Another important point is the wider mathematical context of the data and code. For data associated to a publication, this context is provided by the paper.
Goals
The general goal is to make mathematical data FAIR, a goal for which we cooperate with the MaRDI project.
The ramifications of making mathematical data FAIR are manifold.
- It becomes easier to exchange data and code with fellow mathematicians, enhancing communication and boosting research.
- Computer experiments and new implementations require a lot of work and hence deserve to be recognized in form of a publication. Standardizing data plays an important role for this process.
- Future generations of mathematicians will be able to reuse both data and code if we establish a FAIR culture.
External Implementations
Any external body implementing a save/load following the .mrdi
format specification and using the OSCAR namespace should be sure to check validity against our schema defined here.
We make no attempt whatsoever to verify the mathematics of the file, and neither should anyone implementing a save/load. Loading should not throw a parse error if the mathematics of the file is incorrect, the file should be parsed and allow the computer algebra system to throw the error. We cannot guarantee that any file that has been manipulated by hand is still valid and should be validated against the schema. In the same way we cannot guarantee that any files created externally are valid in terms of the mathematics either, these will not lead to a parse error but instead will be handle as though the incorrect input has been passed to one of the Oscar functions.

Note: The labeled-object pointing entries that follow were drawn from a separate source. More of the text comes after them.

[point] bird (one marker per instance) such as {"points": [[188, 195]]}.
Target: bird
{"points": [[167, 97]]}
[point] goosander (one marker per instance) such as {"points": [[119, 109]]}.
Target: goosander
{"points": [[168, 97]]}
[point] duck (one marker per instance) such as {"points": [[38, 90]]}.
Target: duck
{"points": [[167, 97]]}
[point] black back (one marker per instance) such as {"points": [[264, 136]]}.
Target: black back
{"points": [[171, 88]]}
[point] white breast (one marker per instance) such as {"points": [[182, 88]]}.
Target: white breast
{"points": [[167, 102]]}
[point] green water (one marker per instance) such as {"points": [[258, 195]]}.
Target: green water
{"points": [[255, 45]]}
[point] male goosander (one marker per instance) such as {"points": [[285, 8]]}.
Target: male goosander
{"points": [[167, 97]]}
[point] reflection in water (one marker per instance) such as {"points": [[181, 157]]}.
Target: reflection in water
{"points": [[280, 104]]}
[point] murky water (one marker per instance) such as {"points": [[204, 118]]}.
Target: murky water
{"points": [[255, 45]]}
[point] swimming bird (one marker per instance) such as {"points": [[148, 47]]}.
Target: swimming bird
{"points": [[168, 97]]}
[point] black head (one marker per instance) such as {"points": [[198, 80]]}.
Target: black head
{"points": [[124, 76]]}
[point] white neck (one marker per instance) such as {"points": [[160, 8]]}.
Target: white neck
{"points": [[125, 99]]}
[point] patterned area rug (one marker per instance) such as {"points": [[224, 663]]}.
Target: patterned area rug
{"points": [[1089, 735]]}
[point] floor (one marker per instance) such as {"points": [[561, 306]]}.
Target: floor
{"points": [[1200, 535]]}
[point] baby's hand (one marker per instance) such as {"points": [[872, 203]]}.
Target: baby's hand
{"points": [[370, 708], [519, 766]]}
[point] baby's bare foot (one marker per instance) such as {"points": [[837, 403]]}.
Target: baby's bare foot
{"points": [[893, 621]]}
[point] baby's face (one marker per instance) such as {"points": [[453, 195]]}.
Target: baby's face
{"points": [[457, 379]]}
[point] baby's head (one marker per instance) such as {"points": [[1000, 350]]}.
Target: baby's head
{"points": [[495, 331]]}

External implementations should not be expected to read or write all possible Oscar types. It is perfectly valid for external implementations to throw parse errors when a certain file format is unexpected. For example Oscar will parse a QQFieldElem
that has data value "0 0 7 // - 1 0" as -7//10
, even though this is not how it is serialized. We feel we should not restrict users when deserializing to formats that may have issues deserializing the same format externally.
Allowing extensions to JSON is not recommended, this is to keep the scope of possible software that can parse the given JSON as large as possible. For example some JSON extensions allow comments in the files, Oscar cannot parse such JSONs and we recommend that any comments should be placed in the meta field.
When writing UUIDs, adhere to version four UUIDs specified by RFC 4122.